Once again, the Maryland General Assembly is about to conclude another legislative session filled with more taxes, more fees and more regulations.
And each new law means more money is being snatched from the pockets of Maryland taxpayers.
It is abundantly clear that the Senate President Thomas V. “Mike” Miller (D., Calvert) has never met a tax or fee proposal he didn’t like. And this year is no different than any previous year for this “tax-and-spend” champion.
For longtime Maryland residents, a never-ending stream of tax and fee increases is as commonplace as drawing a breath of air deep into your lungs.
Senator Miller was recently quoted as saying: "We're one of the wealthiest states in the union and we can certainly afford a gas tax...”
Apparently Senator Miller doesn’t realize that over half of Maryland counties have median household incomes below the state average. Sometimes the facts present Senator Miller with an inconvenient truth: what he claims doesn’t match reality. But when you’ve been running the state as long as he has, facts don’t matter. You can just do whatever you want during a special session after the elections in the fall.
And for anyone keeping score, if Senator Miller follows Gov. Martin O’Malley’s suggestion of applying the state sales tax to gas purchases, the gas tax will cost taxpayers much more than the original proposed increase of 15-cents per gallon.
Let’s not forget that Maryland taxpayers have already been flat-out lied to regarding taxes already collected for the purpose of meeting our transportation needs.
Every year Senator Miller has been one of the ringleaders who have raided hundreds of millions of dollars from the Transportation Trust Fund in order to spend that money on other stuff and balance the general fund. It’s the gas tax which funds the Transportation Trust Fund.
Without question it is correct that Maryland must fix, build and renovate roads across the state. But many of those projects could have been started and even finished if Senator Miller and Governor O’Malley had not allowed millions of dollars to be taken out of the Transportation Trust Fund.
“When there's a single thief, it's robbery.
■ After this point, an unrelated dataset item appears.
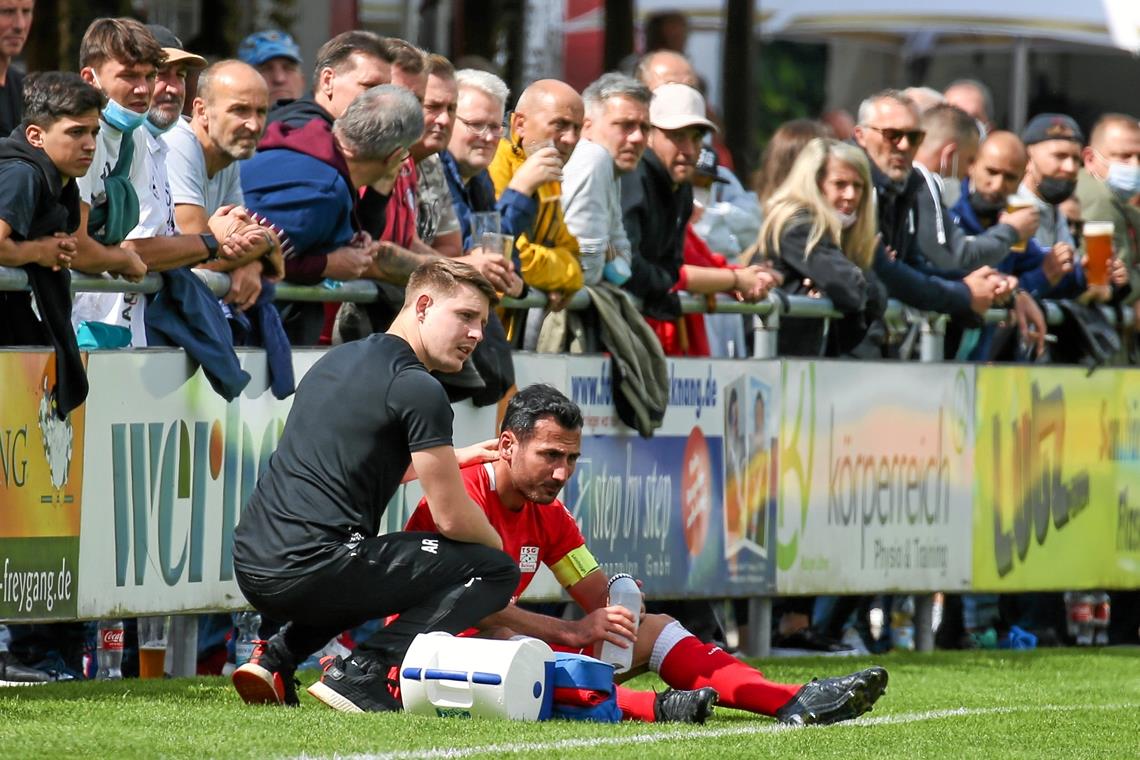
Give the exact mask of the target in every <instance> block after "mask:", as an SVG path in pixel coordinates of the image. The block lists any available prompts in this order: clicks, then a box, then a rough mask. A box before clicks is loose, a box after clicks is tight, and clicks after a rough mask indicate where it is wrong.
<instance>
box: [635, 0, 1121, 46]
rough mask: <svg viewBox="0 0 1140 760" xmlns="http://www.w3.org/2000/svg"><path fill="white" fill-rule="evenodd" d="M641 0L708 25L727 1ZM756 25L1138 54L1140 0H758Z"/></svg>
mask: <svg viewBox="0 0 1140 760" xmlns="http://www.w3.org/2000/svg"><path fill="white" fill-rule="evenodd" d="M636 2H637V14H638V15H640V16H643V17H644V16H648V15H650V14H653V13H658V11H662V10H679V11H682V13H684V14H685V15H686V16H689V17H690V18H691V19H692V21H693V22H694V24H695V25H699V26H702V27H708V26H720V25H723V22H724V5H725V3H724V0H636ZM756 26H757V32H759V33H760V34H764V35H779V36H804V38H809V36H814V38H820V39H831V38H836V36H862V38H866V39H868V40H876V39H878V40H884V41H886V40H888V39H890V38H895V39H897V38H907V36H911V35H926V36H931V35H933V36H944V35H946V36H975V38H982V39H986V38H990V39H994V40H999V39H1003V40H1005V43H1007V44H1008V41H1009V40H1010V39H1016V38H1020V39H1035V40H1052V41H1057V42H1068V43H1073V44H1084V46H1093V47H1101V48H1105V47H1110V48H1118V49H1121V50H1126V51H1129V52H1132V54H1134V55H1135V54H1140V0H854V1H853V0H756Z"/></svg>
When there are a thousand thieves, it's taxation,” said Vanya Cohen.
In order to keep spending money, senator Miller and company are prepared to hit Marylanders with a long list of new taxes and fees, some of which include the gas tax increase, doubling the “flush” tax, increasing income taxes, reducing itemized deductions by 10 or 20 percent for certain taxpayers, and reducing the mortgage interest deduction.
And this list of increases doesn’t include the plan to shift the funding obligations for teacher pensions to the counties and Baltimore City.
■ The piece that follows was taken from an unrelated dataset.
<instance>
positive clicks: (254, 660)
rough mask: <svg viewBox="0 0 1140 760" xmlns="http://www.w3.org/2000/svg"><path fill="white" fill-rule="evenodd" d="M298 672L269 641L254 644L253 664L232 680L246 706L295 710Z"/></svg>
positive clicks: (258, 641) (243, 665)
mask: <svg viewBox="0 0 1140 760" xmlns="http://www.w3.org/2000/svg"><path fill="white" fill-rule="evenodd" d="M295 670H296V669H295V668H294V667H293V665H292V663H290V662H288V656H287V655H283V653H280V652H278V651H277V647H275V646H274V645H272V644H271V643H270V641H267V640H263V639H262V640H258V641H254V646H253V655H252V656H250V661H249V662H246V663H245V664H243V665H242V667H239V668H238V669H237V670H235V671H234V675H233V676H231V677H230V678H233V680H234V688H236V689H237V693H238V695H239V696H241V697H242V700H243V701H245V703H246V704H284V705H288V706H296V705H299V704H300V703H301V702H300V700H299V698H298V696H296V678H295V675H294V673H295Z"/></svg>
Could Maryland have just one session of the General Assembly that does not include any new taxes or fees? Is that too much to ask from the politicians in Annapolis?
How about a session of the General Assembly that involves reducing waste and cutting spending for a change? How refreshing would it be for Marylanders if the General Assembly actually took into account the wallets of the taxpayers instead of dreaming up new ways to spend money? It’s always easy (and fun) to spend money when it is not yours.
Some reports estimate that Marylanders could see an increase of taxes and fees upwards of $500 a year. And that is just from this meeting of the General Assembly.
It is tiring and stressful for many Marylanders anytime the General Assembly meets because every time this bunch gets together, more money is missing from the wallets of Marylanders.
Cronyism and career politicians are making it more and more difficult for more Marylanders to stay in the state they love.
Sometimes, as the humorist Gerald Barzan once said: “Taxation with representation ain’t so hot either.”